We are not opposed to automated news feeds. Indeed, we scour them all the time. But they tend to skew to the new and the popular. Likewise, search engines often have hidden skews, affecting the order in which links appear (sponsored links, deals with news organizations, SEO tricks, etc.). Thousands of links make come up in a Google search, but who ever goes beyond the second page? As Mies van der Rohe noted, “less is more.”
Over the last year,TrackerNews has covered everything from malaria, mapping and microfinance, to chemical spills, earthquakes, political protests, human trafficking, energy, lighting, mobile tech, logistics, floods, famines, urban farming, the bushmeat trade, rapid diagnostics, mental illness and global warming. Our searchable database, which also includes an extensive collections of resources, has swelled to 3,000+ links and is just beginning to get interesting.
Ironically, as our database grows day by day, becoming a richer and more useful resource, its very size may itself start to become an issue.
The PopTech ’09 Tracker (“PopTracker”) is an experiment in managing a tremendous number of links that relate to a single overarching subject. Conference presenters, teachers, fellows, along with PopTech-sponsored programs, have been sorted into categories, then listed alphabetically. Between 4 and 10 related links are attached to each person or program, including presentation videos (added as they become available).
Even in its bare-bones format, the PopTracker shows promise as an at-a-glance research tool. Ultimately, our goal is to create a tool that will not only give everyone the ability to curate and organize information themselves, but also to share content with others using graphically intuitive templates. This is just a first step.
It has, however, been a really fun one.
With a conference as sprawling as PopTech, it is impossible for anyone to take it all in, even someone attending every lecture (and a blur of parties…). Researching and selecting links has been an education, full of delightful surprises. The goal was not to be exhaustive, but to provide insight. The biggest challenge? Trying to figure out which category best captured someone’s work.
Where do you put a Willie Smits, for example?

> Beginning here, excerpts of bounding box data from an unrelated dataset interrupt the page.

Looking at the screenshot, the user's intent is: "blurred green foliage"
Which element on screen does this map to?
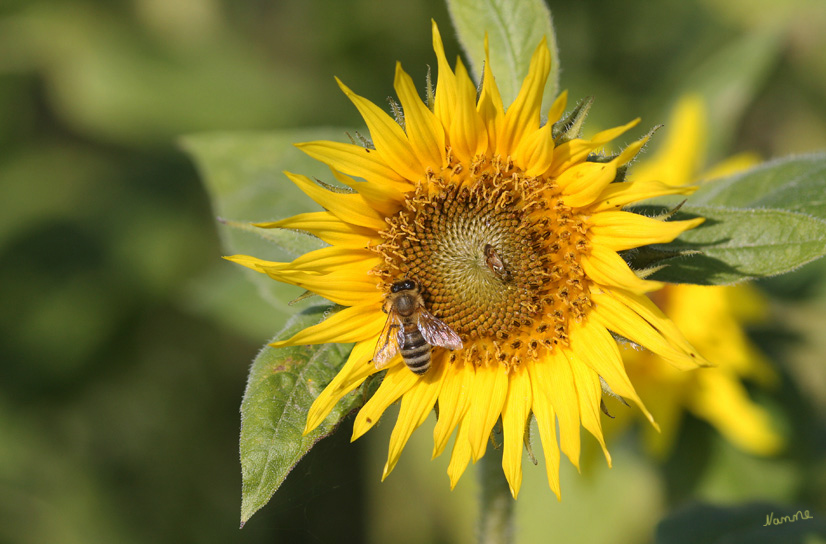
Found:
[0,0,826,544]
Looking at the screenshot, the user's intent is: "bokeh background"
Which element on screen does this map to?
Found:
[0,0,826,544]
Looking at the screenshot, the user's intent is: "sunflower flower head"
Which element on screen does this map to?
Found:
[230,23,705,497]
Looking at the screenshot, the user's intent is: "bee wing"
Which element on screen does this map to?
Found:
[418,308,462,350]
[373,310,402,369]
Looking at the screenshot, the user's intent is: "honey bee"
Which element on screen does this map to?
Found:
[373,280,462,375]
[485,244,513,283]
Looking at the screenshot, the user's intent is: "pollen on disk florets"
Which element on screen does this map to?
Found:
[375,151,591,364]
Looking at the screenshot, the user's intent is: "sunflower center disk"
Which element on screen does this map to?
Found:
[376,153,590,364]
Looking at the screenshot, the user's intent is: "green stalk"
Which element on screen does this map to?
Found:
[477,448,516,544]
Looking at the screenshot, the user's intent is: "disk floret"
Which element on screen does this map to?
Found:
[375,155,591,364]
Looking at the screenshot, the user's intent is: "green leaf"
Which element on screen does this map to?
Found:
[182,128,345,330]
[652,206,826,285]
[630,154,826,285]
[654,502,826,544]
[240,306,362,527]
[447,0,559,111]
[690,153,826,220]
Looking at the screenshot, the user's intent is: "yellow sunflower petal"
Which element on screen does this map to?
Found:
[514,123,554,176]
[556,161,617,208]
[304,339,378,434]
[266,268,384,306]
[549,118,640,177]
[465,363,508,462]
[284,172,386,230]
[502,369,531,499]
[548,90,568,125]
[254,212,378,248]
[571,320,659,428]
[336,78,425,183]
[567,351,611,467]
[592,288,698,370]
[527,361,562,500]
[496,38,551,157]
[634,95,707,186]
[603,289,711,368]
[280,246,381,274]
[330,168,404,217]
[350,360,419,441]
[433,21,458,133]
[447,417,470,490]
[223,255,272,274]
[476,34,505,149]
[433,363,475,459]
[689,368,783,455]
[394,62,447,172]
[270,303,387,348]
[593,180,698,212]
[381,361,449,481]
[589,211,704,251]
[582,246,663,294]
[450,61,488,164]
[534,349,580,470]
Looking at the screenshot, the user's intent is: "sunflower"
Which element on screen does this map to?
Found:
[230,22,705,498]
[623,96,782,457]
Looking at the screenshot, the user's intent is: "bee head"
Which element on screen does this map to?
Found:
[390,280,416,293]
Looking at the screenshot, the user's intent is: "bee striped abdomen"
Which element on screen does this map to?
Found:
[400,325,430,374]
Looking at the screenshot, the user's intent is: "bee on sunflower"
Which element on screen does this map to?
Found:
[229,22,707,498]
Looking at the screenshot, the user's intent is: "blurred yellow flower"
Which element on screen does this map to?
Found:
[230,23,705,497]
[623,96,782,456]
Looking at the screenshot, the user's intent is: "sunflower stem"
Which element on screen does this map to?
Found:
[477,448,516,544]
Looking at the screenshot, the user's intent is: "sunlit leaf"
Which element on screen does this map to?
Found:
[240,306,362,526]
[447,0,559,113]
[628,154,826,284]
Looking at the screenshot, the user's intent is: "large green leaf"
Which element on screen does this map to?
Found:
[447,0,559,111]
[690,153,826,216]
[182,128,345,330]
[240,306,362,526]
[653,206,826,285]
[628,154,826,285]
[669,28,783,162]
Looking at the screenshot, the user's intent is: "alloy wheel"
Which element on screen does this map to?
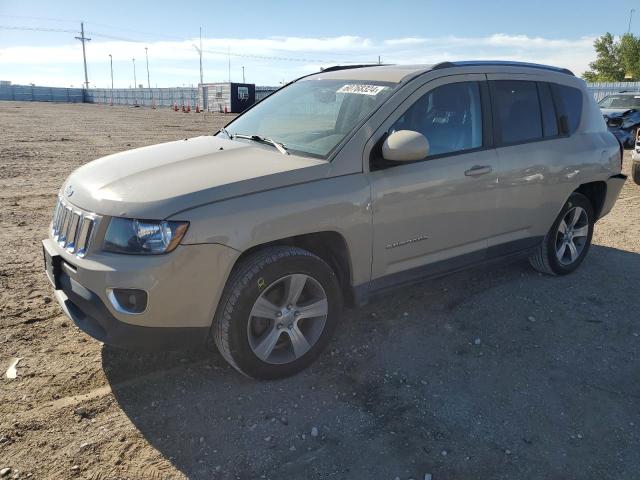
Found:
[556,207,589,265]
[247,273,329,364]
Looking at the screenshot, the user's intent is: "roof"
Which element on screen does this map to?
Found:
[303,60,573,83]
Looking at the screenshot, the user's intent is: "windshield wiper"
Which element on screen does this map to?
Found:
[230,133,289,155]
[218,127,233,140]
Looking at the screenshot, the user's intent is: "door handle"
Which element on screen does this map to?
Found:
[464,165,493,177]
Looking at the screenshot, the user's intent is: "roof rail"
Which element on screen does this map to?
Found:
[433,60,575,77]
[320,63,387,73]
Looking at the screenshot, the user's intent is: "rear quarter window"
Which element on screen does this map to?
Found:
[538,82,559,138]
[551,83,583,135]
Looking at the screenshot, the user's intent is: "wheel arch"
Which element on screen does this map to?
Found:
[234,230,354,305]
[572,181,607,220]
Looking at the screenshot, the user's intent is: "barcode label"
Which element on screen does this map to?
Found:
[336,84,388,95]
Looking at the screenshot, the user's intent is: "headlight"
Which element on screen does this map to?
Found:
[103,217,189,254]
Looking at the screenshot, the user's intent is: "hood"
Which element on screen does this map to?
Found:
[60,136,329,219]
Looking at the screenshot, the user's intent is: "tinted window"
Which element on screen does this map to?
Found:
[551,83,582,134]
[538,83,558,137]
[391,82,482,156]
[491,80,542,143]
[598,93,640,108]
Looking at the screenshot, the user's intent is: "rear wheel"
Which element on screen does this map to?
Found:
[212,246,341,379]
[529,193,595,275]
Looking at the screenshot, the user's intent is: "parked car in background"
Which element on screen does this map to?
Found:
[43,62,626,378]
[598,92,640,148]
[631,130,640,185]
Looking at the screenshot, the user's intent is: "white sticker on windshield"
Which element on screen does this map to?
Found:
[336,83,389,95]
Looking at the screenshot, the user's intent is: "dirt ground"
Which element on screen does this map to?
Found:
[0,102,640,480]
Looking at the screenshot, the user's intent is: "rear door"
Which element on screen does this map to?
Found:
[369,74,497,286]
[487,74,563,251]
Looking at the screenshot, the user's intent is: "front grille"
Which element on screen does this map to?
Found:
[51,198,96,257]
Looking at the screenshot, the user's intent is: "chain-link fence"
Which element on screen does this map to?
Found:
[0,82,640,107]
[587,82,640,102]
[0,84,84,103]
[85,87,198,108]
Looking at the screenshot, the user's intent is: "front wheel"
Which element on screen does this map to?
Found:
[212,246,342,379]
[529,193,595,275]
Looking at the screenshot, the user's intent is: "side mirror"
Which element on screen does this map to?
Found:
[382,130,429,162]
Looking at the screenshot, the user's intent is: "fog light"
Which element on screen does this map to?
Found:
[107,288,147,313]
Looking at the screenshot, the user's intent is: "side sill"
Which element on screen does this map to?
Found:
[352,236,544,307]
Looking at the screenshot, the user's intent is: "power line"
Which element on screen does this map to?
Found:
[0,25,376,64]
[0,25,76,33]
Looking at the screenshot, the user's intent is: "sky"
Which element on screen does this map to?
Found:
[0,0,640,88]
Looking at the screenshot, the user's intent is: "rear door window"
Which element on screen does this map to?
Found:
[551,83,582,135]
[489,80,542,145]
[538,82,558,138]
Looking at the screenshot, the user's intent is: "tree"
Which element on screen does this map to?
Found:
[619,33,640,80]
[582,32,633,82]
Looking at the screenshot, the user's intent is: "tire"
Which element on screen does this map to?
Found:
[529,192,595,275]
[211,246,342,379]
[625,127,638,149]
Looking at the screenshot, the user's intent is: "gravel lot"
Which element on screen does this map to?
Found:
[0,102,640,480]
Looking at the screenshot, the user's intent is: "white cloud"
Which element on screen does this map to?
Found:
[0,33,594,87]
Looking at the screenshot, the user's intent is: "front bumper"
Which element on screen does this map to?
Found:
[43,239,239,350]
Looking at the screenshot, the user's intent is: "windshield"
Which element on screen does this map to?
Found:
[226,80,395,158]
[598,94,640,108]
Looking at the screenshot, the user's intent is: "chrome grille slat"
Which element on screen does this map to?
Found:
[51,198,96,257]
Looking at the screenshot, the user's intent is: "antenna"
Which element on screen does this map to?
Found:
[76,22,91,90]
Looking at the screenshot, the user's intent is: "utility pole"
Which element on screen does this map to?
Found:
[76,22,91,90]
[109,54,113,90]
[198,27,204,85]
[109,54,113,105]
[144,47,151,90]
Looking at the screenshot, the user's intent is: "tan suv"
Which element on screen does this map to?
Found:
[44,62,626,378]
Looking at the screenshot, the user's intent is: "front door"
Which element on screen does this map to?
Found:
[369,75,498,287]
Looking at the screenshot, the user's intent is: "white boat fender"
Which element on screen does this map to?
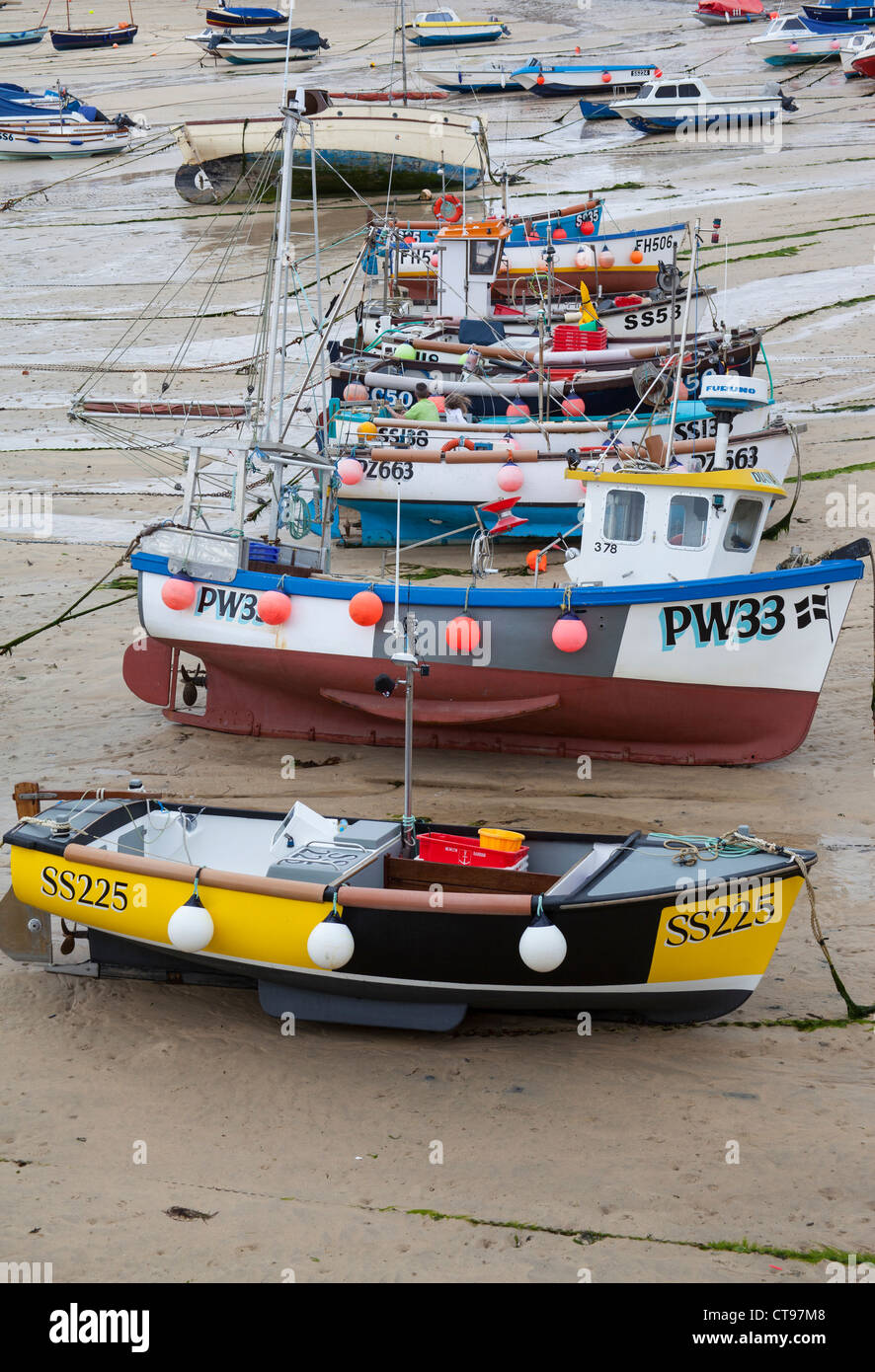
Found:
[519,896,569,973]
[168,867,215,953]
[306,893,356,971]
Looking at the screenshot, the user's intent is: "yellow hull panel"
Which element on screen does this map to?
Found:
[647,877,802,985]
[13,848,331,967]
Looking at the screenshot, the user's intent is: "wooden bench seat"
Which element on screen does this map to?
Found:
[383,858,558,896]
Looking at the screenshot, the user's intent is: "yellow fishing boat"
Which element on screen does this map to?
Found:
[0,786,816,1029]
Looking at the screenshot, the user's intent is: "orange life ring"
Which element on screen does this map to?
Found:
[432,194,464,224]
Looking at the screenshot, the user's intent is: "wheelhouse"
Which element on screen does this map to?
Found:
[565,467,784,584]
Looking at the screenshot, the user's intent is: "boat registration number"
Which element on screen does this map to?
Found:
[40,867,127,911]
[664,889,780,948]
[364,458,414,482]
[635,233,675,253]
[622,300,682,330]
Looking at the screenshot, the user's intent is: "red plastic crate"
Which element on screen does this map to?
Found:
[554,324,607,352]
[419,833,528,867]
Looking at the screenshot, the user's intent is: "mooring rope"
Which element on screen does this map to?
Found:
[654,829,875,1020]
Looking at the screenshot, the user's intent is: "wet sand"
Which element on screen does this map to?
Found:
[0,0,875,1284]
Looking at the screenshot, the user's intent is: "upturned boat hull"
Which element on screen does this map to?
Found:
[170,105,485,204]
[123,553,862,764]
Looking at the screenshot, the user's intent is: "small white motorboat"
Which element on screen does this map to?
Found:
[839,33,875,73]
[404,10,511,48]
[611,77,798,133]
[0,114,130,158]
[419,57,523,95]
[748,14,868,67]
[186,29,330,67]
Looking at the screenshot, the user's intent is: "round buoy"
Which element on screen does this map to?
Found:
[338,457,364,486]
[526,548,547,572]
[519,911,569,973]
[258,591,291,624]
[306,911,356,971]
[168,890,215,953]
[446,615,481,653]
[161,576,198,609]
[551,612,587,653]
[499,461,523,494]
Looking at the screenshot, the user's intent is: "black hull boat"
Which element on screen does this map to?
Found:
[0,789,816,1030]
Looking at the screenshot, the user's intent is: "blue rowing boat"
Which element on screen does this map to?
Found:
[0,29,48,48]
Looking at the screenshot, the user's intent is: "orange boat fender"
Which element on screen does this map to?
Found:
[432,194,464,224]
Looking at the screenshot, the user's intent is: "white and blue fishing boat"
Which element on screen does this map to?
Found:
[612,77,798,133]
[419,57,523,95]
[206,6,288,29]
[748,14,868,67]
[514,57,662,119]
[404,10,511,48]
[839,29,875,69]
[0,28,48,48]
[692,0,765,26]
[802,4,875,25]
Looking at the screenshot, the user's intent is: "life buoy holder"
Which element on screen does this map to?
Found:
[432,194,464,224]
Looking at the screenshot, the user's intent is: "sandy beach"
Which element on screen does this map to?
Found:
[0,0,875,1285]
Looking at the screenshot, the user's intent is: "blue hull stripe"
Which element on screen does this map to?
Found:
[130,552,862,609]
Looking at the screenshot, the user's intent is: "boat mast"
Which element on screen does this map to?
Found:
[665,219,702,468]
[261,103,299,443]
[401,0,407,109]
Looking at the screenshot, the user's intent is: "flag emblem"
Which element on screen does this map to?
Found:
[794,591,830,629]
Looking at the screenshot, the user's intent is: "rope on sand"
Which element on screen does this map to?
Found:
[662,829,875,1020]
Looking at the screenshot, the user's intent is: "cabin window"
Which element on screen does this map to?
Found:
[723,496,762,553]
[603,492,644,543]
[668,495,709,548]
[470,239,502,275]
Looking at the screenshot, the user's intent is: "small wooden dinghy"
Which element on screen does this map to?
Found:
[49,0,137,52]
[0,788,816,1029]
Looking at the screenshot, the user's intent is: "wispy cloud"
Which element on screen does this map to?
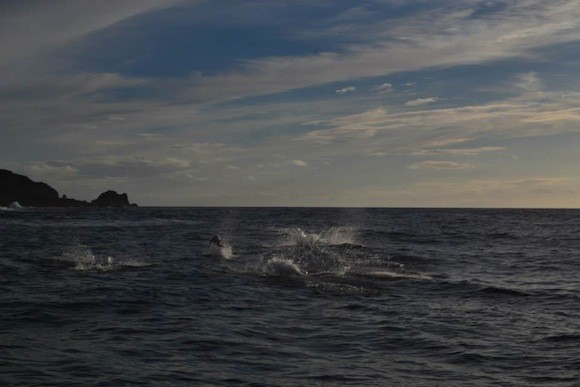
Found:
[335,86,356,95]
[405,97,440,107]
[407,161,472,170]
[292,160,308,167]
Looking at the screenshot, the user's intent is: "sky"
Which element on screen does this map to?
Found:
[0,0,580,208]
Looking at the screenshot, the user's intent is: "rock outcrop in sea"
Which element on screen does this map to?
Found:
[0,169,136,207]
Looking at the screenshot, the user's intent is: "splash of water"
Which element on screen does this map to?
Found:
[262,257,305,277]
[209,245,234,259]
[56,243,151,271]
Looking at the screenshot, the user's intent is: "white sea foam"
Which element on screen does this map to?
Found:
[262,257,305,277]
[279,227,356,246]
[57,243,151,271]
[349,269,431,280]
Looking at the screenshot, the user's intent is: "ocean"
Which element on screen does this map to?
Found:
[0,208,580,386]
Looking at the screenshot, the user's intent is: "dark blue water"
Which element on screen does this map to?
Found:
[0,208,580,386]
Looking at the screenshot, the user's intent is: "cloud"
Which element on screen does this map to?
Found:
[404,97,440,106]
[407,161,472,170]
[417,177,571,195]
[185,0,580,104]
[334,86,356,95]
[410,146,507,156]
[374,83,393,93]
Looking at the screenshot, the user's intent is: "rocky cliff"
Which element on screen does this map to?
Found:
[0,169,135,207]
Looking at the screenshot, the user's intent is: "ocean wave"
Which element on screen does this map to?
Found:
[54,244,153,271]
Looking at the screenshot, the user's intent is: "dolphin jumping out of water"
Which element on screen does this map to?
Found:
[209,234,224,247]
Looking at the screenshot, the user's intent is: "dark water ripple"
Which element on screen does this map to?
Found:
[0,208,580,386]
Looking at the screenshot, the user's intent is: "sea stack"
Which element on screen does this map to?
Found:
[91,190,133,207]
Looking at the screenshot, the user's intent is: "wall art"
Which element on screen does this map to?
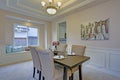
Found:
[81,19,109,40]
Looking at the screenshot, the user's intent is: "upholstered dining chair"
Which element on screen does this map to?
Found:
[57,43,68,55]
[71,45,86,56]
[71,45,86,79]
[29,46,42,80]
[38,50,71,80]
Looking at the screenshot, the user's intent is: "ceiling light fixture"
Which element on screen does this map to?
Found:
[41,0,62,15]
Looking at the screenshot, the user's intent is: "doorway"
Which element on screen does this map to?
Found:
[58,22,67,44]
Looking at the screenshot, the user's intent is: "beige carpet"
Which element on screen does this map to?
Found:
[0,61,120,80]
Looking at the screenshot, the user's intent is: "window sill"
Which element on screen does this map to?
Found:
[6,51,30,55]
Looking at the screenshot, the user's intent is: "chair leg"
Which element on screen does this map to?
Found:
[33,67,35,78]
[69,73,74,80]
[42,76,45,80]
[37,70,39,73]
[39,71,41,80]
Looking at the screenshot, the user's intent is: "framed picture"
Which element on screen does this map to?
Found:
[81,19,109,40]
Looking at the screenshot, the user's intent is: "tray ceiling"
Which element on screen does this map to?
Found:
[0,0,109,21]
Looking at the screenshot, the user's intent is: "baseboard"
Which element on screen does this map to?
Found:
[0,59,32,67]
[85,64,120,78]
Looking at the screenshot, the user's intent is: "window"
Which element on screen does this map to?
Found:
[6,24,38,53]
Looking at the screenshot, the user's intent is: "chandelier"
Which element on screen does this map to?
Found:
[41,0,62,15]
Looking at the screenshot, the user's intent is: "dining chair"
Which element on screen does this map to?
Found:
[71,45,86,77]
[38,50,71,80]
[57,43,68,55]
[29,46,42,80]
[71,45,86,56]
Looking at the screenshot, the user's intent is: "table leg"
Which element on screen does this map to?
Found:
[71,73,74,80]
[63,67,67,80]
[79,65,82,80]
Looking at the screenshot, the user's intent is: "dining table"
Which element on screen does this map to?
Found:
[54,55,90,80]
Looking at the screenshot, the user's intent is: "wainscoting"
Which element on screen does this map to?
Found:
[85,47,120,77]
[0,45,32,66]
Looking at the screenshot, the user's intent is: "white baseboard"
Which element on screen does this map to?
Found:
[85,47,120,77]
[85,65,120,78]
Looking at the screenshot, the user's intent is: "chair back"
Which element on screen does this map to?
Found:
[30,47,41,70]
[38,50,55,80]
[57,44,67,55]
[71,45,86,56]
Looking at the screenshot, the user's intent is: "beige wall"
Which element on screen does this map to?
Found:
[0,10,51,65]
[52,0,120,49]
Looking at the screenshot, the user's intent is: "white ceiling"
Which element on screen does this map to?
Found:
[0,0,109,21]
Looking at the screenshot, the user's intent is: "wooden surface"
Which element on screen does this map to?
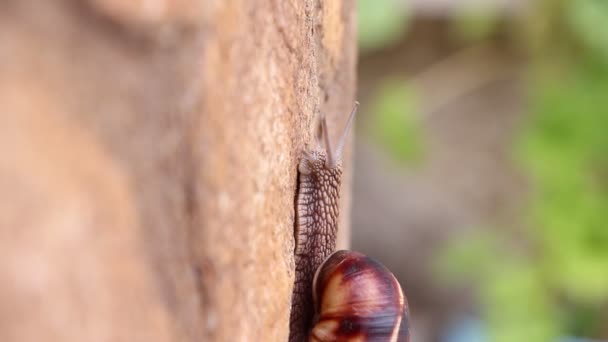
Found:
[0,0,356,341]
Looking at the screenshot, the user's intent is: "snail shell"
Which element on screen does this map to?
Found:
[309,251,410,342]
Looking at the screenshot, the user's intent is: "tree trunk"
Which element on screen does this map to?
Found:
[0,0,356,342]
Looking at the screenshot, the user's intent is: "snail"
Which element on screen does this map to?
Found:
[289,102,409,342]
[309,250,409,342]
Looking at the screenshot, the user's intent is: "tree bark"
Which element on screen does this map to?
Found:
[0,0,356,341]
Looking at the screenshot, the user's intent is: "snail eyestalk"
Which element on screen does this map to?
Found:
[334,101,359,166]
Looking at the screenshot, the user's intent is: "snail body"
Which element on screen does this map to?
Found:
[309,250,409,342]
[289,103,409,342]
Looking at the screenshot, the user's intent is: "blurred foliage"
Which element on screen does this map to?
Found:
[444,0,608,342]
[359,0,608,342]
[357,0,408,52]
[369,79,424,163]
[454,2,499,41]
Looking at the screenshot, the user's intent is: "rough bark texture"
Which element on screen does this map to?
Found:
[0,0,356,341]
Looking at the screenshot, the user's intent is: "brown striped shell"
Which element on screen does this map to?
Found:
[309,251,410,342]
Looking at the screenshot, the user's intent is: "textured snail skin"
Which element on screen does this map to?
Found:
[289,151,342,342]
[309,251,410,342]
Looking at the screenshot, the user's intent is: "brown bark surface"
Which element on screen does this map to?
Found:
[0,0,356,342]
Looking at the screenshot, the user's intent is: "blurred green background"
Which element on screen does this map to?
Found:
[353,0,608,342]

His agro-forestry schemes repair the environment, while providing both food and energy. Or what about Michael Wesch, whose YouTube research deftly weaves together pop culture, social networks and cultural anthropology? Or Daniel Nocera, whose “biomimick a molecule” fuel cell design not only has the potential to provide an endless supply of clean cheap power, but purify polluted water in the process?
These are people who live hyphenated lives, who think between the boxes. Solar textiles. MacBook-ified cello music. “Scent” dinners. Cyber-security-digital-book-translation. Urban agriculture.
The PopTracker is itself a mash-up as well, riffing on the conference and going beyond it with links to research, books, music and interviews. Yet while it provides a good way to get a sense of the whole, any cross-disciplinary links must still be made by readers. So…
A CHALLENGE
To the graphically gifted (and you know who you are Frog Design, Winterhouse, Nick Bilton, Nancy Duarte, Nicholas Felton, et al):
A data visualization showing connections and potential connections between the ’09 PopTech’ers.
The prize:
A “Green Bar” link on TrackerNews & a permanent ”Red Bar” link on the PopTracker!